Multi-Instance GPU (MIG) expands the performance and value of each NVIDIA A100 Tensor Core GPU. MIG can partition the A100 GPU into as many as seven instances, each fully isolated with their own high-bandwidth memory, cache, and compute cores. Now administrators can support every  workload, from the smallest to the largest, offering a right-sized GPU with guaranteed quality of service (QoS) for every job, optimizing utilization and extending the reach of accelerated computing resources to every user.


Expand GPU Access to More Users

With MIG, you can achieve up to 7X more GPU resources on a single A100 GPU. MIG gives researchers and developers more resources and flexibility than ever before

Optimize GPU Utilization

MIG provides the flexibility to choose many different instance sizes, which allows provisioning of right-sized GPU instance for each workload, ultimately delivering optimal utilization and maximizing data center investment.

Run Simultaneous Mixed Workloads

MIG enables inference, training, and high-performance computing (HPC) workloads to run at the same time on a single GPU with deterministic latency and throughput.


Without MIG, different jobs running on the same GPU, such as different AI inference requests, compete for the same resources like memory bandwidth.

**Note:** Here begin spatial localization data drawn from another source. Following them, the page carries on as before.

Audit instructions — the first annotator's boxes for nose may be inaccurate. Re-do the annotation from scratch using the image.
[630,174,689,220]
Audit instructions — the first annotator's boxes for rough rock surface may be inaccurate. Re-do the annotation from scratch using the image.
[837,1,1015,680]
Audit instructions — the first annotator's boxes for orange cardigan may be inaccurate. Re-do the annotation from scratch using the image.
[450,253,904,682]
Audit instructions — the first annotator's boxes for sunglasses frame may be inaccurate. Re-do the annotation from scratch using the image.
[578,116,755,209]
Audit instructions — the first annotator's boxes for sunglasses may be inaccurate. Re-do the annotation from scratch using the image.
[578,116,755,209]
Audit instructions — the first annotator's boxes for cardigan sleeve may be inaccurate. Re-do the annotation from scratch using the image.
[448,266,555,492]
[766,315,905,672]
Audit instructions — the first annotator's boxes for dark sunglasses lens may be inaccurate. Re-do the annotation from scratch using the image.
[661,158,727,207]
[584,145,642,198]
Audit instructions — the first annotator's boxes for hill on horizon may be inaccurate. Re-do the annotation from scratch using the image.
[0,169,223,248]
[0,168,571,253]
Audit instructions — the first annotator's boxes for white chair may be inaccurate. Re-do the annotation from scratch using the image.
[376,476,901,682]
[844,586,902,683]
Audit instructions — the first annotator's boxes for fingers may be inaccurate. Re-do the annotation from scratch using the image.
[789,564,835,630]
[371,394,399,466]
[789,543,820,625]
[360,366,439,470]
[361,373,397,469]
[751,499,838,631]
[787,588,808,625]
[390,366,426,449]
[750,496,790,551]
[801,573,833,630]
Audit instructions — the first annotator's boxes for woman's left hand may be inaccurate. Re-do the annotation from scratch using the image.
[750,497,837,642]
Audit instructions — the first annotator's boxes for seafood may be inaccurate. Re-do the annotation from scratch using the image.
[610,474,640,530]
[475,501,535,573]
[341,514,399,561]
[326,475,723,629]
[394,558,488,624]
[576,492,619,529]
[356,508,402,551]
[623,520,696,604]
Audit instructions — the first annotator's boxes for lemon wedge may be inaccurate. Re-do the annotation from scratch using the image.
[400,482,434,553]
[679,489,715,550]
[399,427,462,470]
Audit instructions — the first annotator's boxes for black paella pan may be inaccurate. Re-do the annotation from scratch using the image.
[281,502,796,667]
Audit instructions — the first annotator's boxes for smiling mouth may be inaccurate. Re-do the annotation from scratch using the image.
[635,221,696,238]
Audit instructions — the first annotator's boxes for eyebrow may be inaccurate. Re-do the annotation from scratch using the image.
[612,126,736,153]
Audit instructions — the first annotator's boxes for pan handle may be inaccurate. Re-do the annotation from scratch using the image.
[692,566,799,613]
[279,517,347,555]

A job consuming larger memory bandwidth starves others, resulting in several jobs missing their latency targets. With MIG, jobs run simultaneously on different instances, each with dedicated resources for compute, memory, and memory bandwidth, resulting in predictable performance with quality of service and maximum GPU utilization.
Nvidia Mig Hpc Demo Image

Achieve Ultimate Data Center Flexibility

An NVIDIA A100 GPU can be partitioned into different-sized MIG instances. For example, an administrator could create two instances with 20 gigabytes (GB) of memory each or three instances with 10 GB or seven instances with 5 GB. Or a mix of them. So Sysadmin can provide right-sized GPUs to users for different types of workloads.

MIG instances can also be dynamically reconfigured, enabling administrators to shift GPU resources in response to changing user and business demands. For example, seven MIG instances can be used during the day for low-throughput inference and reconfigured to one large MIG instance at night for deep learning training.

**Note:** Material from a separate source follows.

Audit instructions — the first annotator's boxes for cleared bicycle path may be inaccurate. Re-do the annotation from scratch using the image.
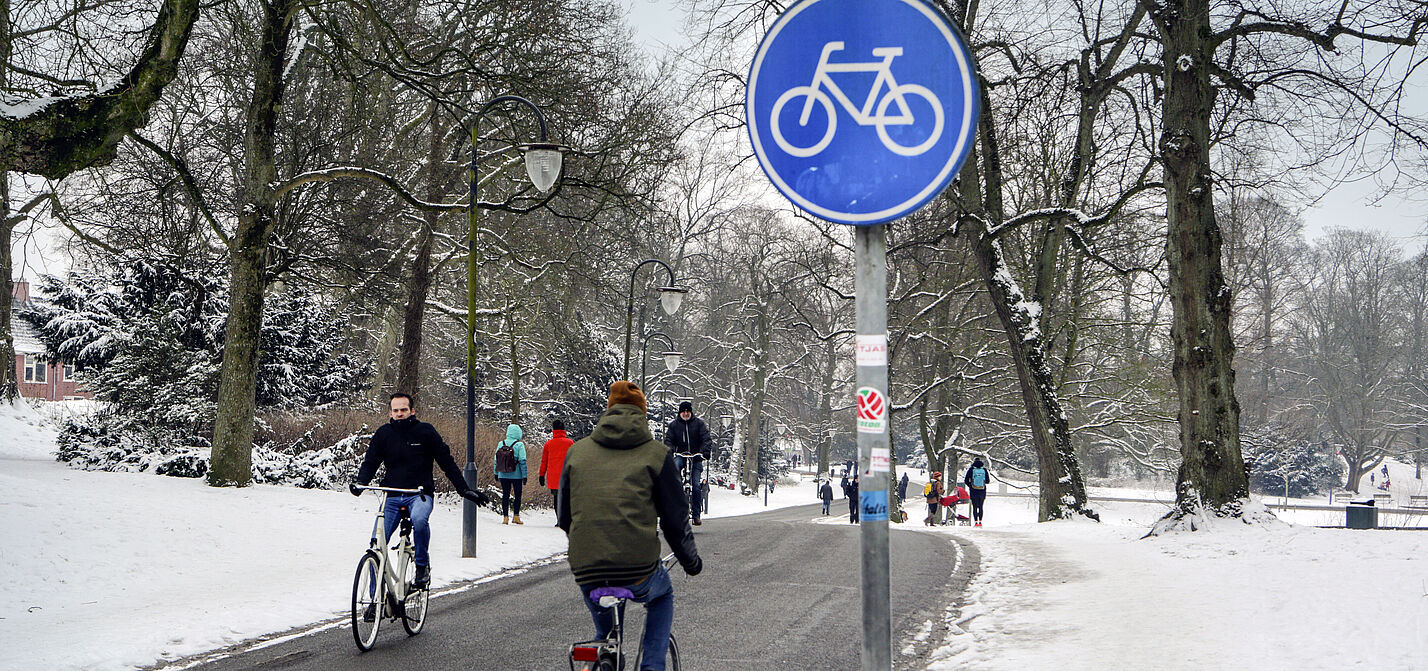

Deliver Exceptional Quality of Service

Each MIG instance has a dedicated set of hardware resources for compute, memory, and cache, delivering guaranteed quality of service (QoS) and fault isolation for the workload. That means that  failure in an application running on one instance doesn’t impact applications running on other instances. And different instances can run different types of workloads—interactive model development, deep learning training, AI inference, or HPC applications. Since the instances run in parallel, the workloads also run in parallel—but separate and isolated—on the same physical A100 GPU.

MIG is a great fit for workloads such as AI model development and low-latency inference. These workloads can take full advantage of A100’s features and fit into each instance’s allocated memory.



MIG enables fine-grained GPU provisioning by IT and DevOps teams. Each MIG instance behaves like a standalone GPU to applications, so there is no change to the CUDA® platform. MIG can be used in all the major enterprise computing environments​.